Eine Momentaufnahme des e-Commerce

Eine der zentralen Studien im e-Commerce Forschungsbereich des EHI ist die Betrachtung und Analyse der TOP1000 Online – Shops. In einer Mischung aus Händlerbefragung und Ansicht der Online-Shops im Internet ergeben sich wesentliche Erkenntnisse für die Branche.
Die aktuellen Zahlen zeigen, dass der deutsche E-Commerce-Markt der wichtigste Umsatztreiber des Versandhandels ist.

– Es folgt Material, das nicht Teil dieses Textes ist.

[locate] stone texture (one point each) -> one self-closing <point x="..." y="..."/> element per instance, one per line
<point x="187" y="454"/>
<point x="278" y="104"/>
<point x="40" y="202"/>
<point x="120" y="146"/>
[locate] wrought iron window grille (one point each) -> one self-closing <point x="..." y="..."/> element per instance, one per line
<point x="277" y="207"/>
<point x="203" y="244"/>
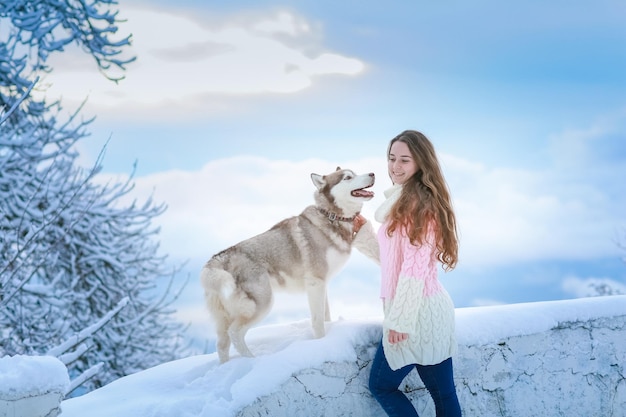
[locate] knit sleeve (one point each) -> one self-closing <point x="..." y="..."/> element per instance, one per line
<point x="366" y="243"/>
<point x="418" y="265"/>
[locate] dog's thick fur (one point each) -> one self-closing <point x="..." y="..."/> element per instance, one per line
<point x="300" y="253"/>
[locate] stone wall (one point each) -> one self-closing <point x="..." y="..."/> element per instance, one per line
<point x="573" y="367"/>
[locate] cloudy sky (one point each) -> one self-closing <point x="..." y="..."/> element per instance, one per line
<point x="231" y="105"/>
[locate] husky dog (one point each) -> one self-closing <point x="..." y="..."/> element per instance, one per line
<point x="300" y="253"/>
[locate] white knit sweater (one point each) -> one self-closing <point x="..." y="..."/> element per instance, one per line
<point x="414" y="301"/>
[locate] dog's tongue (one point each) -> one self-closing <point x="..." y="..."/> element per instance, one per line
<point x="362" y="193"/>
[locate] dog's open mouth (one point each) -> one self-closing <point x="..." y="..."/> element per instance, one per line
<point x="362" y="192"/>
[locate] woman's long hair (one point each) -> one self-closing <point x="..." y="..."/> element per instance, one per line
<point x="425" y="200"/>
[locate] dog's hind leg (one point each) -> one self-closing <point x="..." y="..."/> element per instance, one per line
<point x="237" y="333"/>
<point x="250" y="307"/>
<point x="318" y="305"/>
<point x="223" y="339"/>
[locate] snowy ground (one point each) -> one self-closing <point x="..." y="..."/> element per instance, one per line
<point x="199" y="386"/>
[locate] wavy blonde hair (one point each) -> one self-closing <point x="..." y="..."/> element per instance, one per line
<point x="425" y="200"/>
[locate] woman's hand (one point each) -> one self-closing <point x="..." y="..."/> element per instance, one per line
<point x="397" y="337"/>
<point x="358" y="222"/>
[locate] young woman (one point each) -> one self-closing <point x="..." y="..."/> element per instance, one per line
<point x="418" y="232"/>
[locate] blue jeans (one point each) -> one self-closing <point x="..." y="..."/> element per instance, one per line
<point x="438" y="379"/>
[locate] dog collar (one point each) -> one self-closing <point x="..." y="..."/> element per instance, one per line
<point x="334" y="217"/>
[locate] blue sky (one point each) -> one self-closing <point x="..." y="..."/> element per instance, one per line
<point x="231" y="105"/>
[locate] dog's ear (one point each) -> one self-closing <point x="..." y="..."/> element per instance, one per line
<point x="318" y="180"/>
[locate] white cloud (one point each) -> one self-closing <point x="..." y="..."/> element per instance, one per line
<point x="180" y="60"/>
<point x="589" y="287"/>
<point x="504" y="215"/>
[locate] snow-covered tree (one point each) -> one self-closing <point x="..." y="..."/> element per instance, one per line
<point x="78" y="270"/>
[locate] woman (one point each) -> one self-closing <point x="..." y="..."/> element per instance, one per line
<point x="418" y="231"/>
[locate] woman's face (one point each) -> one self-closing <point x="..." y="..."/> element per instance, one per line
<point x="401" y="165"/>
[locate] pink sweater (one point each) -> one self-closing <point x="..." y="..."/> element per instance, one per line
<point x="414" y="300"/>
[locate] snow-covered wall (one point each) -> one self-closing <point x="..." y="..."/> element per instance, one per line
<point x="560" y="358"/>
<point x="32" y="386"/>
<point x="538" y="359"/>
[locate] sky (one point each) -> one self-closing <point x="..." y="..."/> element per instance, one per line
<point x="230" y="106"/>
<point x="200" y="386"/>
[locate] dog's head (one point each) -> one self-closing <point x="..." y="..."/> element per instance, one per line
<point x="343" y="191"/>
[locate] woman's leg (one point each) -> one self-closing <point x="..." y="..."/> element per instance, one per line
<point x="439" y="382"/>
<point x="384" y="383"/>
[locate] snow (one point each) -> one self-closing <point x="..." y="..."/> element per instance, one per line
<point x="200" y="386"/>
<point x="22" y="376"/>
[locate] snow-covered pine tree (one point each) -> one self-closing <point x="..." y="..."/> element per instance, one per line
<point x="71" y="255"/>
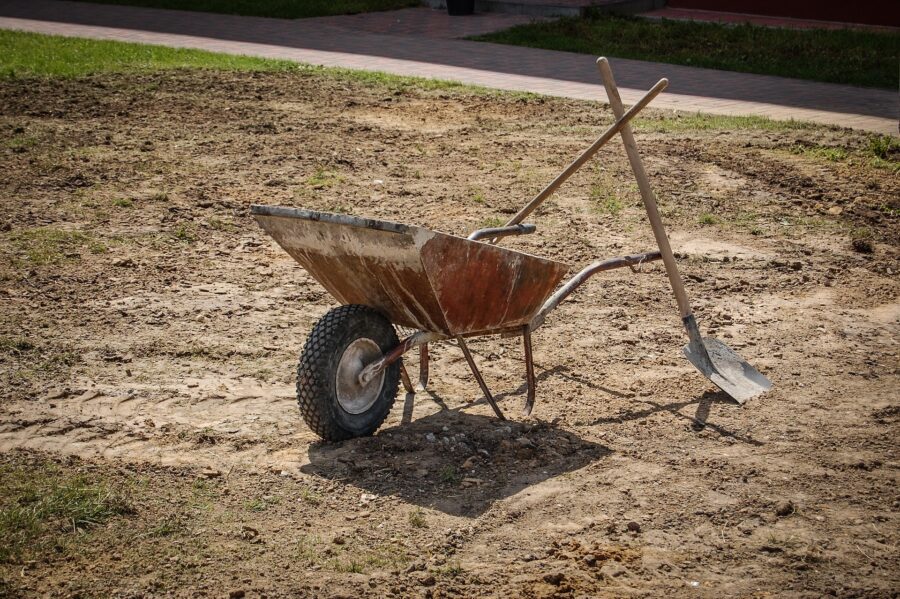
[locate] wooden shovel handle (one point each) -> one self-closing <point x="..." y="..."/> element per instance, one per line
<point x="621" y="120"/>
<point x="637" y="166"/>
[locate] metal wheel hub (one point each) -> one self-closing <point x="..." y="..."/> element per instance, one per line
<point x="353" y="396"/>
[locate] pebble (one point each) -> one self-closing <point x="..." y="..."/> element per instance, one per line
<point x="784" y="508"/>
<point x="555" y="578"/>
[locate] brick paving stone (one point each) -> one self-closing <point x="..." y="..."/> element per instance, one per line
<point x="419" y="45"/>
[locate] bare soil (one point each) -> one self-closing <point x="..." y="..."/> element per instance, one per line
<point x="150" y="332"/>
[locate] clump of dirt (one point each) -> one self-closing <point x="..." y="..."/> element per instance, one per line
<point x="150" y="331"/>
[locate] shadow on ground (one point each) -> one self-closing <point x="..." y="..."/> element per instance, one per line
<point x="454" y="462"/>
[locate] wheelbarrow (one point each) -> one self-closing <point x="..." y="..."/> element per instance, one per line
<point x="444" y="287"/>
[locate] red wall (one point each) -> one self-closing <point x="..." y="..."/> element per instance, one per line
<point x="872" y="12"/>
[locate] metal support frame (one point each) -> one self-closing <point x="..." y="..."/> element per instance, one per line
<point x="479" y="378"/>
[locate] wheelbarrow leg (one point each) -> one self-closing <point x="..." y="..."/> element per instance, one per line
<point x="481" y="383"/>
<point x="423" y="367"/>
<point x="529" y="371"/>
<point x="404" y="377"/>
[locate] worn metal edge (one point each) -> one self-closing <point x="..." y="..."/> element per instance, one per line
<point x="329" y="217"/>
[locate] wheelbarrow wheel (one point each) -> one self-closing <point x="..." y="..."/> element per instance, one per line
<point x="333" y="402"/>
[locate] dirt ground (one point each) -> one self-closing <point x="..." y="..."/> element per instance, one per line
<point x="150" y="333"/>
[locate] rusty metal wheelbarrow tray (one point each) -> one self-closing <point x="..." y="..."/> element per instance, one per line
<point x="418" y="278"/>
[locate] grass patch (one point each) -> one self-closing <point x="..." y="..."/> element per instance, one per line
<point x="23" y="362"/>
<point x="449" y="475"/>
<point x="35" y="55"/>
<point x="417" y="518"/>
<point x="707" y="219"/>
<point x="281" y="9"/>
<point x="43" y="506"/>
<point x="491" y="222"/>
<point x="880" y="151"/>
<point x="324" y="178"/>
<point x="184" y="233"/>
<point x="42" y="246"/>
<point x="829" y="153"/>
<point x="24" y="54"/>
<point x="713" y="122"/>
<point x="853" y="57"/>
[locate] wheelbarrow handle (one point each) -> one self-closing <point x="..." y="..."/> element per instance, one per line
<point x="659" y="232"/>
<point x="621" y="122"/>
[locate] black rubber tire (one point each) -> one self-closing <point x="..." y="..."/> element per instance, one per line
<point x="326" y="343"/>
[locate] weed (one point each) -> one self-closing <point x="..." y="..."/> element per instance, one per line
<point x="217" y="224"/>
<point x="256" y="505"/>
<point x="184" y="233"/>
<point x="452" y="570"/>
<point x="832" y="154"/>
<point x="307" y="549"/>
<point x="168" y="526"/>
<point x="417" y="518"/>
<point x="42" y="505"/>
<point x="449" y="475"/>
<point x="491" y="222"/>
<point x="864" y="58"/>
<point x="46" y="246"/>
<point x="16" y="345"/>
<point x="309" y="496"/>
<point x="323" y="178"/>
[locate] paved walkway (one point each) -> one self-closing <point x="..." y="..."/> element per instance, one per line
<point x="418" y="42"/>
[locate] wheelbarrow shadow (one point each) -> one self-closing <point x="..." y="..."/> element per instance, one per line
<point x="455" y="462"/>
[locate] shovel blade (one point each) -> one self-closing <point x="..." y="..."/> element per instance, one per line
<point x="724" y="367"/>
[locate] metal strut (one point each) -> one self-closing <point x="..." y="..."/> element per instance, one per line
<point x="477" y="375"/>
<point x="529" y="371"/>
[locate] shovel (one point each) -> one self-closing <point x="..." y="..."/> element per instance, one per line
<point x="718" y="362"/>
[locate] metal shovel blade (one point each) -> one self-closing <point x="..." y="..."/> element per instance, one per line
<point x="731" y="373"/>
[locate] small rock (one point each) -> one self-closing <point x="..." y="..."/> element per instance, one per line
<point x="555" y="578"/>
<point x="612" y="570"/>
<point x="784" y="508"/>
<point x="863" y="246"/>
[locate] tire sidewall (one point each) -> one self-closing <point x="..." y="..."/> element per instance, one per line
<point x="370" y="325"/>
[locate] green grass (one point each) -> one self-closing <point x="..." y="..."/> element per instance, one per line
<point x="42" y="505"/>
<point x="880" y="151"/>
<point x="43" y="246"/>
<point x="713" y="122"/>
<point x="35" y="55"/>
<point x="708" y="219"/>
<point x="282" y="9"/>
<point x="853" y="57"/>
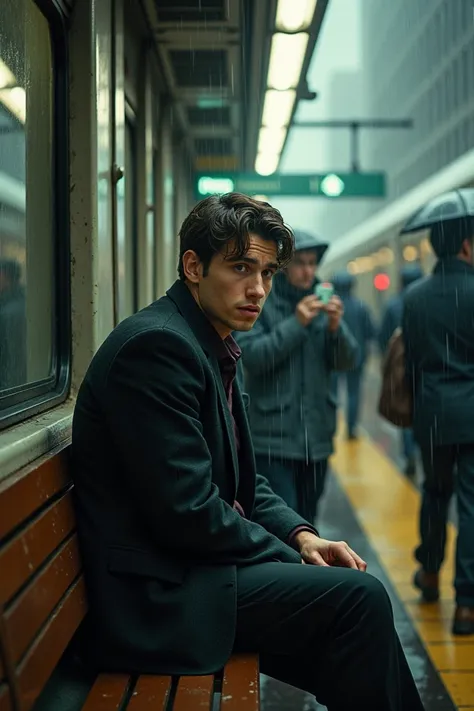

Die Top 1.000 Online-Shops erwirtschafteten in 2009 einen Gesamtumsatz von rund 20 Mrd. Euro. Davon entfielen im Umsatz-Ranking auf die Top 10 Online-Händler 6,2 Mrd. Euro, was einen Anteil von fast 31 Prozent ausmacht. Der größte deutsche Online-Shop war wie schon im Vorjahr Amazon.de mit einem Umsatz von 1,8 Mrd. Euro. Das entspricht einem Anteil von knapp 9 Prozent am untersuchten Gesamtmarkt. Die 100 größten Anbieter erwirtschaften mit 13,9 Mrd. Euro mehr als zwei Drittel der Marktumsätze. Die Shops Nr. 501 bis 1.000 generieren zusammen etwa so viel Umsatz wie die Nummer 2 Otto.de allein mit 1,2 Mrd. Euro. Die meisten Shops (43,9 Prozent) haben als Internet-Pure-Player begonnen. Mit dem schönen Begriff des „Long Tail“, also dem Markterfolg von vielen, vielen leinen spezialisierten Nischenanbietern, ist es also zumindest im Augenblick nicht weit her. Es wird zu beobachten sein, ob der Konzentrationsprozess anhält und wie sich der vermehrte Einstieg von stationären Händlern niederschlagen wird.

33 Prozent der Shops haben ein Facebook-Profil, 21 Prozent nutzen Twitter. Wenn man sich die Anzahl von Freunden oder Fans anschaut, sind niedrige maximal 4 stellige Zahlen die Regel und geben ein ernüchterndens Bild ab. Die Untersuchung der Bewertungssysteme (z.B. eKomi) zeigt, dass 16,4 Prozent der Shops Shopbewertungen anzeigen, 13,4 Prozent Produktbewertungen und 4,0 Prozent Shop- und Produktbewertungen sammeln. Das Gütesiegel „EHI Geprüfter Online-Shop“ erfreut sich bei den 1.000 größten Online-Händlern zunehmender Beliebtheit. Aktuell vertrauen 28,0 Prozent der Online-Händler auf die positive Wirkung des Gütesiegels. Diese Händler erwirtschafteten 37 Prozent des Marktumsatzes.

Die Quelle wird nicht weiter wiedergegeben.